Not only did he find that the team that suffered the very bad thing did not do lousy on the next several plays, he found that they actually did a little better than average. In other words, the notion of momentum is not only untrue, it is, if anything, the opposite of the truth. To state it in broadcaster terminology, teams that lose momentum actually do a little better after the momentum-losing play.
I recognize that this is counterintuitive. We have all experienced the let-down of a bad play either as fans or as players or coaches. Surely, our team must do worse when they have those let-down feelings running around their brain.
Well, if it were so, it would show up in these various analyses. In fact, there are random streaks in any observable data. For example, if you flipped a coin 100 times, there would be some heads streaks during the hundred flips. Is that because the coin has momentum? Was the coin starting to feel good about itself after a couple of heads? No. It’s because stuff happens randomly but sometimes looks non-random.
Also, very bad plays also anger players. They may play harder after their team screws up. Then the question would be whether the very bad play’s ability to engender discouragement exceeded its ability to engender anger.
Athletes, even at the amateur youth levels, are experienced and trained in counter-momentum thinking if you will. They have experienced hundreds of very bad plays by the time they reach high school. They long ago were told to forget the last play and focus on the next one. Don’t worry about it. Get the next one. At the time it happens, both their teammates and their coaches instantly launch into this verbal routine.
Instant change of personnel
In football, very bad plays are typically committed by either the offense or the defense. As soon as the very bad play occurs, the unit that made the mistake is removed from the field and the other unit comes onto the field. The guys in the game for the next several plays are innocent of the very bad play. They are probably angry about it, but their anger is directed toward their teammates on the other unit and towards the other team, not at themselves or their own unit.
Beginning athletes only
There may be momentum in tee ball, but by the time athletes reach high school, they have been thoroughly trained and experienced in the one-play-at-a-time mentality. If the data is any indication, they are sufficintely trained and experienced that whatever effect momentum may have had is nullified.
My attempt at capitalizing on momentum
I once tried to capitalize on momentum. We got a devastating pass interference call against our opponent. It gave us a key first down and great field position. So I immediately call 32 pop pass figuring the opponent would be demoralized and playing at a subpar level.
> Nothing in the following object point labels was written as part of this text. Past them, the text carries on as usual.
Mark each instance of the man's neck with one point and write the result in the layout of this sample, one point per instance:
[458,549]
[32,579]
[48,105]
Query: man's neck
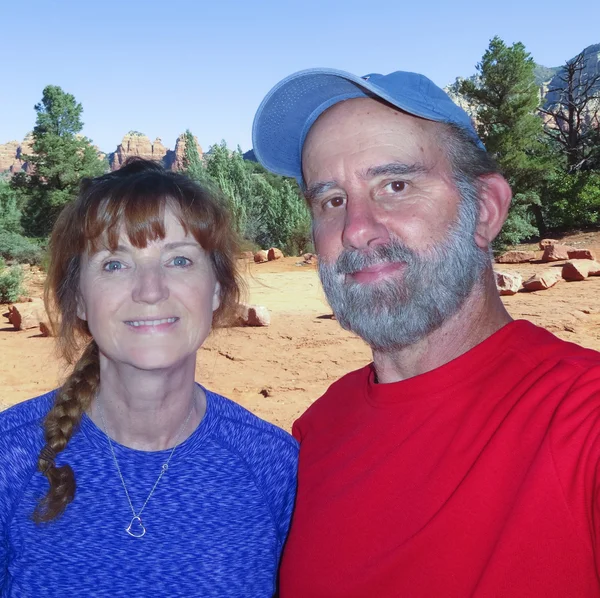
[480,316]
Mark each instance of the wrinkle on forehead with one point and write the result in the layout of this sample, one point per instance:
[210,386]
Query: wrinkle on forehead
[385,134]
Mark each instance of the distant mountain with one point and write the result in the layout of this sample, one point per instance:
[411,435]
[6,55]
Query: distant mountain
[591,68]
[543,74]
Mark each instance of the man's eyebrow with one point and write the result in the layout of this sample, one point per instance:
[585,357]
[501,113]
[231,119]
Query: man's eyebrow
[395,168]
[316,189]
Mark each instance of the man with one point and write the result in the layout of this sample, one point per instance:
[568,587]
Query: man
[463,460]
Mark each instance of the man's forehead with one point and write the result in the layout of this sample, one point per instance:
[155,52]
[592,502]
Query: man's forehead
[382,133]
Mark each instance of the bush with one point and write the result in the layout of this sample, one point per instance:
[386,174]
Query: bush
[519,224]
[572,200]
[10,215]
[11,284]
[20,249]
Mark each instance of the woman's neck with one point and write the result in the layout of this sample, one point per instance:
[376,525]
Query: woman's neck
[146,410]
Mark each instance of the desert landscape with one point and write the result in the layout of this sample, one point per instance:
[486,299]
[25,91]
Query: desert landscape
[279,370]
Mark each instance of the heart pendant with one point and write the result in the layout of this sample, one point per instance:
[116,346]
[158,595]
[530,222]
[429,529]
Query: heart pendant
[136,527]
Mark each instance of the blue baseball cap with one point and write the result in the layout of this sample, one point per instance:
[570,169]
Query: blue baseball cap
[290,109]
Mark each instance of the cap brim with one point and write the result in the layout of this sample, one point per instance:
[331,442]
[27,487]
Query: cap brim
[285,116]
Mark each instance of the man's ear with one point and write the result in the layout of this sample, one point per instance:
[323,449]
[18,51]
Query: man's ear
[494,202]
[217,296]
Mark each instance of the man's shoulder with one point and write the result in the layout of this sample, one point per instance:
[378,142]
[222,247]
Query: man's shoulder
[337,397]
[539,345]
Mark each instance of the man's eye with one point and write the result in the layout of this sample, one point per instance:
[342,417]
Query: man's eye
[112,266]
[180,261]
[396,186]
[334,202]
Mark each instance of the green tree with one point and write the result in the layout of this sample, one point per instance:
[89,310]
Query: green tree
[505,99]
[227,169]
[60,158]
[10,215]
[192,163]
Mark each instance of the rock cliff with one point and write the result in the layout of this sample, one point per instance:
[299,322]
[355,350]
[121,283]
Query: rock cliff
[11,155]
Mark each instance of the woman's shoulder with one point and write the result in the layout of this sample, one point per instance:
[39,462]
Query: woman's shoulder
[21,438]
[242,426]
[27,414]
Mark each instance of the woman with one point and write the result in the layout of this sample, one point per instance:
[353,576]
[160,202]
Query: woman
[131,479]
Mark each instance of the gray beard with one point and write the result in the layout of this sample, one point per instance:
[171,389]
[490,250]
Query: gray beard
[395,313]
They intercepted it and we lost the game by two points.
That’s only one play. You need more data than that to prove there is no momentum. But it is at least one concrete example that belies the abstract notion that momentum occurs whenever something bad happens to one team on the football field. We’ve all seen dramatic turnovers in games that were followed on the very next play or two plays later by another turnover going the other direction.
If this Football Think Tank Web site is about one thing it is relying on the data, not intuition. If the intuition cannot be supported by the data, which it cannot in the case of momentum, it is a childlike mistake to stick with intuition.